The system of claim 15, wherein the hash value in a record is calculated based at least on a payload in a predecessor record and a linkage function.
The system of claim 16, wherein the linkage function includes a cryptographic function.
The system of claim 15, wherein the audit database is stored with a third party escrow agent physically remote from said distributed network system.
The system of claim 15, wherein the devices include one or more control, sensor, edge, or peripheral computing devices physically separate in the distributed network system and in communication with data repository.
A method of auditing a stream of data records generated by a number of devices in a distributed network system comprising:
recording a content stream of data records output from said devices where each record has a payload segment including content from said devices and a metadata segment, where the metadata segment includes the hash value of a predecessor record in the stream;

recording a payload stripped stream of data records where each record has a metadata segment, where the metadata segment includes the hash value of a predecessor record in the stream;

determining the hash values of content stream data records, determining the hash values of the payload stripped stream data records and comparing the content stream hash values with the payload stripped stream hash values.
The method of claim 20, wherein the content stream hash values are compared with the respective payload stripped stream hash values.

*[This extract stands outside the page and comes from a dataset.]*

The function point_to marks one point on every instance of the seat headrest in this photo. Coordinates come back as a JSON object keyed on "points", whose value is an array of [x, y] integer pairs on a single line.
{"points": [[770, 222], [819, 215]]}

The method of claim 20, including establishing multiple subchains of the payload stripped stream using fork and join operands and determining a time wise correlation between two or more subchains.
The method of claim 20, wherein at least some of the data records are encrypted prior to recording.
The method of claim 20, wherein the hash value of a record is determined based at least on a payload in a predecessor record and a linkage function.
The method of claim 20, wherein the linkage function is a cryptographic function.
The method of claim 20, wherein the linkage function changes periodically.
The method of claim 26, wherein the periodic change in linkage function is based on a protocol known to the distributed network system and an escrow service.